Re: Analyzing performance and memory consumption for boolean queries

Subject: Re: Analyzing performance and memory consumption for boolean queries
From: eks dev
Date: Wed, 24 Jun 2009 08:46:06 +0000 GMT
We've also had the same Problem on 150Mio doc setup (Win 2003, java 1.6). After 
monitoring response time distribution over time for couple of weeks, it was 
clear that such long running response times were due to bad warming-up. There 
were peeks short after index reload (even comprehensive warming-up did not 
help?! Maybe we did something wrong) ... We did not use relaod().   After 
loading index into RAMDisk the problems disapeared (proof that this was not 
gc() related). We have tried MMAP as well, but MMAP had the same problems (you 
cannot force OS to load as much as possible into RaM, will soon be possible ). 

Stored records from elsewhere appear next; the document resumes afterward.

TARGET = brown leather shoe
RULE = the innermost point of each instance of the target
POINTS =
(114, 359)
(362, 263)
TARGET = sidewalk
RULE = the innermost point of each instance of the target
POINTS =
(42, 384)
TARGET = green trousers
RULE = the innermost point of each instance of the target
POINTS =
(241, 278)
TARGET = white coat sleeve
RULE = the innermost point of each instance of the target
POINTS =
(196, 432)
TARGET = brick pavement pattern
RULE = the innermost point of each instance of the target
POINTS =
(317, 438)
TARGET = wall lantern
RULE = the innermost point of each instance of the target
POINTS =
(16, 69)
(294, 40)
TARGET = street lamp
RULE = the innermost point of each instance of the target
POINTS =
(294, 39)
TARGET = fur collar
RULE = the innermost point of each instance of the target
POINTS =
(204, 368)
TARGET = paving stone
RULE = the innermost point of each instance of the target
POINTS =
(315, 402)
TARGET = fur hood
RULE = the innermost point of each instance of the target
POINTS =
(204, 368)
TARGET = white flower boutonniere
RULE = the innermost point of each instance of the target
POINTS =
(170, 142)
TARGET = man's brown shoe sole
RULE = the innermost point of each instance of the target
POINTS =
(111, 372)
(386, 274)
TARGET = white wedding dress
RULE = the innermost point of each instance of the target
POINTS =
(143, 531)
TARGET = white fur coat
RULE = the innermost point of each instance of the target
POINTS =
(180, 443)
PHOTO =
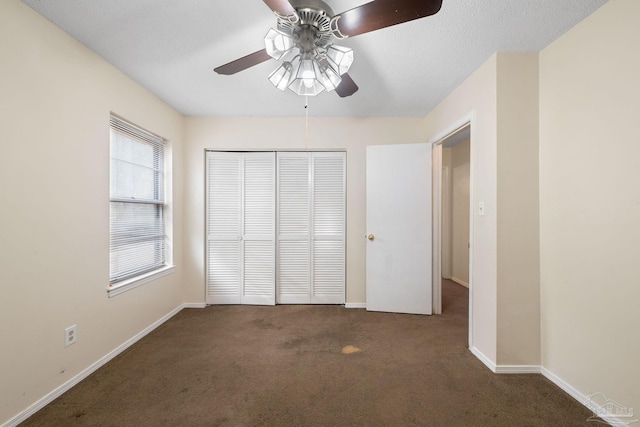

What helped us a lot before "RAM luxury" was to give less memory to jvm in 
order to leave more for OS, lucene is fine with less memory.

remaining long runners happen selten, could be that these are due to the gc()...

as you do not care about scoring, I guess you set omitNorms() and omitTf() 
during indexing for all fields? If not, try this. It helps a lot 

good luck, 

> From: Uwe Schindler
> To: [email protected]
> Sent: Wednesday, 24 June, 2009 9:33:08
> Subject: RE: Analyzing performance and memory consumption for boolean queries
> > 1. For search time to vary from < 1 second => 20 seconds, the only
> > two things I've seen are:
> > 
> > * Serious JVM garbage collection problems.
> > * You're in Linux swap hell.
> > 
> > We tracked similar issued down by creating a testbed that let us run
> > a set of real-world queries, such that we could trigger these types
> > of problems when we had appropriate instrumentation on and recording.
> I had similar problems with our configuration, too. Suddenly sometimes the
> server even did not respond. The problem was (I think is the same here): the
> GC. The standard Java GC is not multithreaded, so if you have lots of
> traffic at some time, the JVM halts all threads and starts to GC, which can
> take very long time with so big heap sizes.
> On our server with indexes of similar disk space size (not documents), I
> changed the JVM options to use:
> -Xms4096M -Xmx8192M -XX:MaxPermSize=512M -Xrs -XX:+UseConcMarkSweepGC
> -XX:+UseParNewGC -verbosegc -XX:+PrintGCDetails -XX:+UseLargePages
> This also turns on GC debugging and the ParNewGC and ConcMarkSweepGC works
> much better here (but please do not simply copy these settings, read about
> them in the JVM docs, exact settings depend on your use-case!). I had no
> hangs anymore since this change. The JVM prints information about garbage
> collection to stderr (which you should study, there is a paper from sun
> about it). Our web server (Sun Java System Webserver 7.0, Solaris 10 x64)
> also reports the time used in complete for GC, during a server uptime of 11
> days it used about 4 hours to GC in parallel threads. This config works good
> with multiple CPUs, in our case, one could say: "one CPU is GCing the whole
> time" :-)
> There is also a howto on the lucid imagination page about different GCs and
> Lucene.
> Uwe